Wednesday, July 4, 2018

The First Purge - Review


In 2013, when the first film in this horror franchise released, the concept of one night of legal crime to eliminate those the racist government officials deemed unworthy of support anymore was a decent premise for a film. In 2018, the idea isn’t as far-fetched anymore and thus the social commentary has become increasingly thick with each subsequent release. As reality becomes all the more terrifying from day to day, the space for this franchise and its silly and often ham-fisted delivery of allegory may be vanishing as well.

To push the crime rate below one percent for the rest of the year, the New Founding Fathers of America test a sociological theory that vents aggression for one night in one isolated community. But when the violence of oppressors meets the rage of the others, the contagion will explode from the trial-city borders and spread across the nation.

Part of the issue with any prequel, but particularly this one, is that the events that follow the film are already set. The experiment of the ‘The Purge’ works and it continues for years after this film. Any sense of tension that could’ve been created by questioning whether it works or not is lost from the beginning, with only a half-baked attempt to save it with a telegraphed twist. And when the planted mercenaries begin trouncing around and firing upon churches and apartment buildings while wearing Klan hoods, any bit of subtlety is lost with one swift stroke.

As with other entries in the franchise, there are a handful of characters thrown in to represent the entirety of society on Purge night. The opposed, the indifferent, and the reluctant participants are all on display here, each with less logic than the last for their place in this horrendous “holiday”. It’s a shame the franchise had to leave Frank Grillo and his punisher surrogate character behind in favor of a collection of characters who must run in terror for most of the film. Though it should be said that Y’lan Noel does handle the climatic hunt of various Nazi clad killers fairly well, and might have stood out even more had he been given even marginally better material.

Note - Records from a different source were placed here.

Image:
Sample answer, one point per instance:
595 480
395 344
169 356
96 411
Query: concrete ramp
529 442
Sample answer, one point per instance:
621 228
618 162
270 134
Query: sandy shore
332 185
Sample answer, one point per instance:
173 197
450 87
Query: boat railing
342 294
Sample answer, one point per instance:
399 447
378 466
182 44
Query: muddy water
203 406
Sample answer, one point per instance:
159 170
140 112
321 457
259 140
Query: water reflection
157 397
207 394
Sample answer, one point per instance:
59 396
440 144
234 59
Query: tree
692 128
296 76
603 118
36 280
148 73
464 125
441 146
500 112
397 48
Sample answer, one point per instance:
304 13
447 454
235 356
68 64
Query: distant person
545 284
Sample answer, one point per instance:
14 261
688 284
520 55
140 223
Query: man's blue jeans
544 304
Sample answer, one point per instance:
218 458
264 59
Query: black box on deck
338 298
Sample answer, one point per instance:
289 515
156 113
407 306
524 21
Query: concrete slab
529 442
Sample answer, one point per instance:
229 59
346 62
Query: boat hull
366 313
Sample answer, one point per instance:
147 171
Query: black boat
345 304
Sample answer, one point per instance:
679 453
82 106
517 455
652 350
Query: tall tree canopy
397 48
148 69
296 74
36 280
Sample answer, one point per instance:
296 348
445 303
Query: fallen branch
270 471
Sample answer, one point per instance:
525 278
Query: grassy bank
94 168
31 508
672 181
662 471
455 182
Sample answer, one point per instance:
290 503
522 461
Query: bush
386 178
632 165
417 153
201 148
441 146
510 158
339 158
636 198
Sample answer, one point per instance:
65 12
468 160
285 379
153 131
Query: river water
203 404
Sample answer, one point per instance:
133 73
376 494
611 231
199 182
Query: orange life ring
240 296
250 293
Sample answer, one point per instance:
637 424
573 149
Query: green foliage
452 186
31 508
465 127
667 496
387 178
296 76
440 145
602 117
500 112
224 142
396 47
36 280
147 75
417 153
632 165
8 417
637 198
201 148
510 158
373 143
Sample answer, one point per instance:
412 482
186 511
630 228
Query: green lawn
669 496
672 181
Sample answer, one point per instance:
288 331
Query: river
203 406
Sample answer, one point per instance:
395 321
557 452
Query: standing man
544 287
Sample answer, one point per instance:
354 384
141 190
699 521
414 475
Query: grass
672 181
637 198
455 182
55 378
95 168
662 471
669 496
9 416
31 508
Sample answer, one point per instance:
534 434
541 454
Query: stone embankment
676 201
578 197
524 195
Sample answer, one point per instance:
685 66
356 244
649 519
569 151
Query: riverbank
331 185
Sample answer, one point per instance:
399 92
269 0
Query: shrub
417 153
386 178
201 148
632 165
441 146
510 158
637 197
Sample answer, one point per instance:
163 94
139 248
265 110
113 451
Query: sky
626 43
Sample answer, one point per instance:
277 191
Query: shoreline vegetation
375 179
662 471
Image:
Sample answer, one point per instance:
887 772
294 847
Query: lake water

Something has been constantly perplexing about the franchise is how quickly everything turns to murder. All crime is legal and yet the first thought is always kill or be killed for the participants of the night. The First Purge gets some credit for showing that not everyone’s first thought is to slay whoever may have slighted them over the past 364 days, opting for parties in the street or smaller non-violent crime instead. But that doesn’t change the fact that the entire premise falls apart with the slightest thought of what the day following looks like, particularly here when everyone wakes to find various non-residents of the community strewn about the streets in various racist garb and armed for war. The outrage would be immediate and loud, and bring a swift end to this social experiment.

Overall, The First Purge is a snooze. Not much can be said that hasn’t been said about other entries in the franchise except that this entry is worse. Yet, the franchise will likely continue, they’re cheap to make and bring in enough viewers to warrant their existence and even justify a TV show premiering this fall. The premise will continue to be interesting, despite how terribly flawed it can be with even a little logical thought, and filmmakers will continue to waste all that potential on a violent, over-the-top slog that barely gets another thought after its opening weekend.